Belajar adalah suatu kegiatan yang tidak pernah mengenal kata berhenti. Bila perlu, nafas terakhir sekalipun tetap menjadi sebuah pembelajaran. Namun kita semua mungkin menyimpan sebuah pertanyaan mengelitik tentang belajar, yakni bagaimana kita bisa membuat pembelajaran kita menjadi lebih efektif sehingga bisa segera memetik buah dari apa yang kita pelajari...???

Untuk menemukan jawaban atas misteri tersebut, saya ingin mengajak kita menguak rahasia kekuatan piramida belajar. Dalam bukunya, Rich Dad's The Business School for People who like helping people, pebisnis dan penulis ternama Robert T Kiyosaki menawarkan suatu model yang sangat menarik, yang disebutnya piramida belajar. Model ini, sesuai namanya, berbentuk sebuah piramida yang membentuk empat sudut. Masing-masing sudut memiliki nama. Ada sudut mental, fisik, emosional dan sudut spiritual.

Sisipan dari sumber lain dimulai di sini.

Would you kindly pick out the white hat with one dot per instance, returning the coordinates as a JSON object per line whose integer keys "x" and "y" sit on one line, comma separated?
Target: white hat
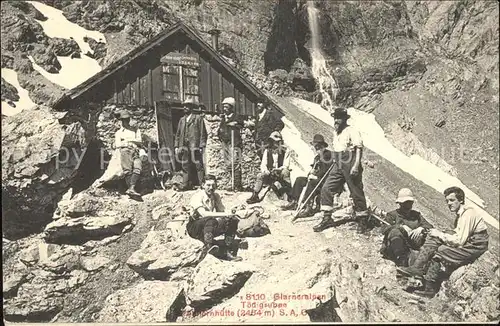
{"x": 276, "y": 136}
{"x": 404, "y": 194}
{"x": 229, "y": 100}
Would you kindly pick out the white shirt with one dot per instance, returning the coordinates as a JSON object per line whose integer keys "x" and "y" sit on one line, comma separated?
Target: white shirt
{"x": 125, "y": 137}
{"x": 347, "y": 140}
{"x": 286, "y": 161}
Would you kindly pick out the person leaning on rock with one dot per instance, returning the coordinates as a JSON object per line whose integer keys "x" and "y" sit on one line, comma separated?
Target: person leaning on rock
{"x": 467, "y": 243}
{"x": 190, "y": 141}
{"x": 209, "y": 219}
{"x": 128, "y": 140}
{"x": 322, "y": 162}
{"x": 407, "y": 230}
{"x": 347, "y": 147}
{"x": 274, "y": 168}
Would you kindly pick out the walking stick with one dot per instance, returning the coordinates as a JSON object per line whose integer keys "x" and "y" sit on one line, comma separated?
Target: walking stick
{"x": 303, "y": 193}
{"x": 312, "y": 192}
{"x": 232, "y": 159}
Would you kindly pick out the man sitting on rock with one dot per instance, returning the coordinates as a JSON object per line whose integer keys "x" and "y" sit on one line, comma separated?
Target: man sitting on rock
{"x": 128, "y": 140}
{"x": 407, "y": 230}
{"x": 467, "y": 243}
{"x": 322, "y": 162}
{"x": 209, "y": 219}
{"x": 274, "y": 167}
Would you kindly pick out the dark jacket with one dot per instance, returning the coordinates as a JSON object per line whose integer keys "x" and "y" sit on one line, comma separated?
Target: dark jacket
{"x": 224, "y": 132}
{"x": 193, "y": 133}
{"x": 269, "y": 123}
{"x": 322, "y": 163}
{"x": 413, "y": 220}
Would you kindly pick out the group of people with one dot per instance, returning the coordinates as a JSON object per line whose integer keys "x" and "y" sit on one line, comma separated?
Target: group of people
{"x": 418, "y": 249}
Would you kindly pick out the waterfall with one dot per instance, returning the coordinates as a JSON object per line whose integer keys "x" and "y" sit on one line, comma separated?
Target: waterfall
{"x": 327, "y": 84}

Pertama; sudut mental. Sudut ini merupakan sudur di mana kita semua mengawali proses belajar. Pada sudut ini biasanya kita akan menghadapi perlawanan-perlawanan dari keyakinan atau nilai-nilai yang telah kita miliki sebelumnya. Itu sebabnya, seringkali orang mengatakan lebih mudah mengajari anak kecil yang belum tahu apa-apa, dibandingkan mengajar orang dewasa yang sudah banyak tahu.

Mari kita gunakan saat-saat kita belajar mengendarai sepeda motor sebagai contoh. Pikiran kita akan memberikan perlawanan terhadap apa yang diajarkan oleh pelatih kita seperti bagaimana memindahkan persneling. Hal ini terjadi, karena pada saat kita belajar bersepeda di waktu kecil, belum ada yang namanya persneling.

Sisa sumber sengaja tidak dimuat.